"Pieter rindu suara lonceng gereja."
"Ibu Tien masih ingat aroma melati di halaman rumahnya."
Semua itu disatukan dalam bingkai yang lembut dan getir. Sebuah memorial yang bukan untuk ditangisi, melainkan untuk disampaikan pada dunia, bahwa bahkan dalam penderitaan, manusia bisa tetap menulis dengan cinta.
Pambudi membaca sampai tangisnya kering. Tapi lembar terakhir membuatnya terdiam paling lama.

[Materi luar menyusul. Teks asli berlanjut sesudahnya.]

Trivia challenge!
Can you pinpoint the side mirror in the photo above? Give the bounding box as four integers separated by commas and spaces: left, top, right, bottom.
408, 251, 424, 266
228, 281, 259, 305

Sebuah amplop. Bertulis tangan, dengan tinta yang tampaknya dicampur air hujan.
'Untukmu yang memikul sisa-sisa langkahku,
Jika surat ini tiba padamu, maka aku percaya, Tuhan tidak membiarkan malam menang sepenuhnya.
Aku masih hidup. Tapi tidak lagi di tempat yang sama.
Mereka memindahkanku ke Camp Induk, di pinggiran Semarang. Mungkin karena aku dianggap terlalu "membakar" semangat di sini. Atau karena mereka pikir memisahkan kita akan menghentikan sesuatu yang lebih besar dari kita.
Pambudi, aku tahu dunia kita tidak kembali seperti semula. Tapi dunia yang baru bisa lahir, bahkan dari abu. Dan kamu adalah api kecil itu.
Lanjutkan. Bukan demi aku. Tapi demi semua nama yang sudah kamu hafalkan lebih dari doa tidurmu.